Environment and Conflict
Online International Symposium organised by the Archbishop Desmond Tutu Centre for War and Peace Studies Liverpool Hope University, Hope Park Campus, 12th July 2021
Rising sea levels, droughts, bushfires, and other extreme weather events are exacerbating existing environmental stresses, and provoking unprecedented challenges to states and communities. These growing environmental challenges multiply the risk of social deprivation, political instability and war. As the international community struggles to find consensus on limiting carbon emissions, the challenges to peace and security that will arise in a warming world are only beginning to be understood. The aim of this event is to explore the relationship between climate change and challenges to peace. We will receive papers from scholars, practitioners and activists on all the dimensions of environment and conflict including, among others:
- Security, intelligence and governance
• Human rights, justice and law
• Interlinked global challenges (displacement, food scarcity, etc.)
• Urban settings
• Role of religious traditions and communities in the action for environmental protection
• Civil society mobilization
• Expression and representation in literature and arts
• Media and communication
Please send abstracts of maximum 300 words (word format) for presentations lasting no more than 20 minutes, together with a maximum of 5 keywords and a biography of 150 words including name, title, institutional affiliation, contact information and technical requirements where applicable to firstname.lastname@example.org by May 1, 2021.

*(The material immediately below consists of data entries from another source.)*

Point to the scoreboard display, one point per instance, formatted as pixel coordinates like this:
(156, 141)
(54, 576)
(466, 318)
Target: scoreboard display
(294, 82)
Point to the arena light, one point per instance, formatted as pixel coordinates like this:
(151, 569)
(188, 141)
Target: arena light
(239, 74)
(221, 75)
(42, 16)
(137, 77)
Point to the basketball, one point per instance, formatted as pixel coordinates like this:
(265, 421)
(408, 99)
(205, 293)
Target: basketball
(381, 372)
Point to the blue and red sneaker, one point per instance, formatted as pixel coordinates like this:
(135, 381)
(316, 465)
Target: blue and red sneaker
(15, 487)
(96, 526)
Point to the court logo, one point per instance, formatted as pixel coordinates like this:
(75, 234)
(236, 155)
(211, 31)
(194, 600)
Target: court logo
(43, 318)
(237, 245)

Registration free of charge for the symposium will open soon after the call for papers have been closed.
For all enquiries, please contact email@example.com
Malcolm Miles is a writer and researcher on critical theory, culture and urbanism. His recent books include Paradoxical Urbanism (Palgrave, 2021), Cities and Literature (Routledge, 2019), Limits to Culture (Pluto, 2015), and Eco-Aesthetics (Bloomsbury, 2014). He is currently working on a book on radical aesthetics (contracted by Bloomsbury for 2022-23). Until retirement in 2016 Malcolm was Professor Cultural Theory in the School of Architecture, University of Plymouth, and a Visiting Professor in Sociology at Keele University. Despite events, he regards himself still a European citizen.
John Vogler is Professorial Research Fellow in International Relations at Keele University. He has been involved with the international relations of the environment over the last three decades and is the author of numerous publications including Climate Change in World Politics (2016) Palgrave Macmillan. he is currently working on the prospects for COP 26.